Suddenly, a young woman with long black hair jumps into the stage, boldly challenging Sora for the position of star of Kaleido Stage. She’s May Wong, the best of the new recruits to the circus, and she believes she is the real successor to Layla Hamilton, not Sora. Intrigued, Leon decides to stay after all, joining the two rivals on stage to thunderous applause.
The first season of Kaleido Star was a show I enjoyed immensely, so the wait for the second season has been excruciating. Now I see it’s been worth the wait, at least if the first episode of new material is anything to go by. English is the only audio track on this preview disc, which gave me the chance to see if the scripting issues that plagued the first season had been corrected. The Fool’s dialogue had been completely rewritten to remove all of his lasciviousness, as well as other, rather ham-fisted rewrites that removed things as innocuous as the girl’s adoration of Anna’s unintentional beauty. The changes were significant, and apparently made at the request of the Japanese licensor. It’s especially odd, since the changes were made only to the ADR script, and not the subtitles. It’s disappointing that ADV agreed to such wholesale changes, but fortunately, as the season progressed, the rewrites became less and less significant. If this disc is anything to go by, the script changes are now a thing of the past. The Fool is the horndog he was always meant to be, restoring a significant facet of the show’s humor for fans of English dubbing.
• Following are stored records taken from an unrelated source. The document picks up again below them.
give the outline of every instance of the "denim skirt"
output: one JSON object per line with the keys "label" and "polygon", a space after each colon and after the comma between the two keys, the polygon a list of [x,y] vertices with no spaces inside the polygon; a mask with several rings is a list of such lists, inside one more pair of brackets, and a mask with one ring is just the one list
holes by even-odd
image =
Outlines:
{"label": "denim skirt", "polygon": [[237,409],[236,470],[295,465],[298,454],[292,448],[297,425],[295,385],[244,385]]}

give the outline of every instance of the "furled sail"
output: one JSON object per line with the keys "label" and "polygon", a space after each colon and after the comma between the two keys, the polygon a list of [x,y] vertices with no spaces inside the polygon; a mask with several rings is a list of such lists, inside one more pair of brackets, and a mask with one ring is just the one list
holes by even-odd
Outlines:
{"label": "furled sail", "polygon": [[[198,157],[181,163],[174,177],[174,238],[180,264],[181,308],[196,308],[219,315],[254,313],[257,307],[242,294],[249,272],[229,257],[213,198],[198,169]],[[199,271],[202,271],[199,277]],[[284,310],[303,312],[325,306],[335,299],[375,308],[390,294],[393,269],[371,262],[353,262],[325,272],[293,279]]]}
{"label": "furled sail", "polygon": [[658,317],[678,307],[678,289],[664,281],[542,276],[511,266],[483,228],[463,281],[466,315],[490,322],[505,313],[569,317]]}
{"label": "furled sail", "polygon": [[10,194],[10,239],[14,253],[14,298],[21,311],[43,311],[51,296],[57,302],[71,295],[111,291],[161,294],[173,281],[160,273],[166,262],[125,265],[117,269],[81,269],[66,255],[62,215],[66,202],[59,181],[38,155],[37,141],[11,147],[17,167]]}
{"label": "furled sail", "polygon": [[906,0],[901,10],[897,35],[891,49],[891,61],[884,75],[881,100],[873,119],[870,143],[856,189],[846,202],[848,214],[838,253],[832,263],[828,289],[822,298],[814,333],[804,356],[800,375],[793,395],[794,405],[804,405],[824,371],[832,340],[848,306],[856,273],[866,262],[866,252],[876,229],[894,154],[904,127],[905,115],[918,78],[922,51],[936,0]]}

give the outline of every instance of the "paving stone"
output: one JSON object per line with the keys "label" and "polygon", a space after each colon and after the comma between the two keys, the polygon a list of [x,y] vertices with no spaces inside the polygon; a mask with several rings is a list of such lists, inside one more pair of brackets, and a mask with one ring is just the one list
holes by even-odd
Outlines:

The two new characters are played by Mike MacRae (Leon) and Hilary Haag (May). Mike MacRae has made a name for himself playing amoral characters, both dramatic, such as Guaron in Full Metal Panic, and comedic, such as the President of Everything in The Super Milk-chan Show. Leon is another amoral character, and MacRae plays him with ferocious intensity. He uses a surprisingly convincing French accent that in no way gets in the way of his performance. Hilary Haag is an actress probably best known for her roles as Nene in Bubblegum Crisis Tokyo: 2040, Ryo in Princess Nine and Rosette in Chrono Crusade. This is a new character for her, very arrogant and proud, with a forceful, yet sexy personality. I think fans of hers will be very happy with what they hear.